The development of plate tectonics provided a physical basis for many observations of the solid Earth. Long linear regions of geologic features could be explained as plate boundaries. Mid-ocean ridges, high regions on the seafloor where hydrothermal vents and volcanoes exist, were explained as divergent boundaries, where two plates move apart. Arcs of volcanoes and earthquakes were explained as convergent boundaries, where one plate subducts under another. Transform boundaries, such as the San Andreas fault system, resulted in widespread powerful earthquakes. Plate tectonics also provided a mechanism for Alfred Wegener's theory of continental drift, in which the continents move across the surface of the Earth over geologic time. They also provided a driving force for crustal deformation, and a new setting for the observations of structural geology. The power of the theory of plate tectonics lies in its ability to combine all of these observations into a single theory of how the lithosphere moves over the convecting mantle.

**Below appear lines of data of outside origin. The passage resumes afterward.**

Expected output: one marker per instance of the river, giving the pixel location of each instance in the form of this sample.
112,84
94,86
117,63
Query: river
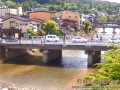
29,72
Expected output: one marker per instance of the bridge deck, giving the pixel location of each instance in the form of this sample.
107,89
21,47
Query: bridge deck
94,47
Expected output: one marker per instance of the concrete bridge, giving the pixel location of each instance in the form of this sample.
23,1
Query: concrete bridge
53,51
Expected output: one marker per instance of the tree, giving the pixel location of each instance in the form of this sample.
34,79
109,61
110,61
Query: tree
41,32
87,26
51,27
108,71
31,32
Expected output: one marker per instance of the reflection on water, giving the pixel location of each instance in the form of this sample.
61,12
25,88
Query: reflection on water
32,73
28,71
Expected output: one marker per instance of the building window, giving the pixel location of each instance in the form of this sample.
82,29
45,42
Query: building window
17,24
26,24
12,23
75,17
69,16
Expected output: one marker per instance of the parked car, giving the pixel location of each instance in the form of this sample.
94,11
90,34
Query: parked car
113,40
51,38
79,40
8,39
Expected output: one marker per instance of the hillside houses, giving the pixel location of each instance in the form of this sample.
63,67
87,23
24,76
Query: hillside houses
35,20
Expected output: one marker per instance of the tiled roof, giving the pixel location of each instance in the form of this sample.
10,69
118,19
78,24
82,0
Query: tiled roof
18,18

Seismologists can use the arrival times of seismic waves in reverse to image the interior of the Earth. Early advances in this field showed the existence of a liquid outer core (where shear waves were not able to propagate) and a dense solid inner core. These advances led to the development of a layered model of the Earth, with a crust and lithosphere on top, the mantle below (separated within itself by seismic discontinuities at 410 and 660 kilometers), and the outer core and inner core below that. More recently, seismologists have been able to create detailed images of wave speeds inside the earth in the same way a doctor images a body in a CT scan. These images have led to a much more detailed view of the interior of the Earth, and have replaced the simplified layered model with a much more dynamic model.
Mineralogists have been able to use the pressure and temperature data from the seismic and modelling studies alongside knowledge of the elemental composition of the Earth at depth to reproduce these conditions in experimental settings and measure changes in crystal structure. These studies explain the chemical changes associated with the major seismic discontinuities in the mantle, and show the crystallographic structures expected in the inner core of the Earth.

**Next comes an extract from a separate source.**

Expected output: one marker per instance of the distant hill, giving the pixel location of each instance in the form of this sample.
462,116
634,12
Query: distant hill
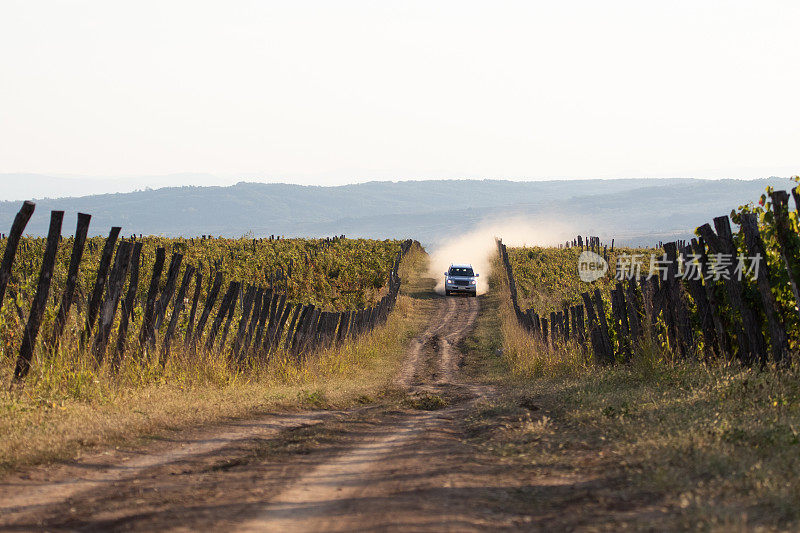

Rock units are first emplaced either by deposition onto the surface or intrusion into the overlying rock. Deposition can occur when sediments settle onto the surface of the Earth and later lithify into sedimentary rock, or when as volcanic material such as volcanic ash or lava flows blanket the surface. Igneous intrusions such as batholiths, laccoliths, dikes, and sills, push upwards into the overlying rock, and crystallize as they intrude.
After the initial sequence of rocks has been deposited, the rock units can be deformed and/or metamorphosed. Deformation typically occurs as a result of horizontal shortening, horizontal extension, or side-to-side (strike-slip) motion. These structural regimes broadly relate to convergent boundaries, divergent boundaries, and transform boundaries, respectively, between tectonic plates.
When rock units are placed under horizontal compression, they shorten and become thicker. Because rock units, other than muds, do not significantly change in volume, this is accomplished in two primary ways: through faulting and folding. In the shallow crust, where brittle deformation can occur, thrust faults form, which cause deeper rock to move on top of shallower rock. Because deeper rock is often older, as noted by the principle of superposition, this can result in older rocks moving on top of younger ones. Movement along faults can result in folding, either because the faults are not planar, or because the rock layers are dragged along, forming drag folds, as slip occurs are along the fault. Deeper in the Earth, rocks behave plastically, and fold instead of faulting. These folds can either be those where the material in the center of the fold buckles upwards, creating "antiforms", or where it buckles downwards, creating "synforms". If the tops of the rock units within the folds remain pointing upwards, they are called anticlines and synclines, respectively. If some of the units in the fold are facing downward, the structure is called an overturned anticline or syncline, and if all of the rock units are overturned or the correct up-direction is unknown, they are simply called by the most general terms, antiforms and synforms. Even higher pressures and temperatures during horizontal shortening can cause both folding and metamorphism of the rocks. This metamorphism causes changes in the mineral composition of the rocks; creates a foliation, or planar surface, that is related to mineral growth under stress; and can remove signs of the original textures of the rocks, such as bedding in sedimentary rocks, flow features of lavas, and crystal patterns in crystalline rocks.
Extension causes the rock units as a whole to become longer and thinner. This is primarily accomplished through normal faulting and through the ductile stretching and thinning. Normal faults drop rock units that are higher below those that are lower. This typically results in younger units being placed below older units. Stretching of units can result in their thinning; in fact, there is a location within the Maria Fold and Thrust Belt in which the entire sedimentary sequence of the Grand Canyon can be seen over a length of less than a meter. Rocks at the depth to be ductilely stretched are often also metamorphosed. These stretched rocks can also pinch into lenses, known as boudins, after the French word for "sausage", because of their visual similarity.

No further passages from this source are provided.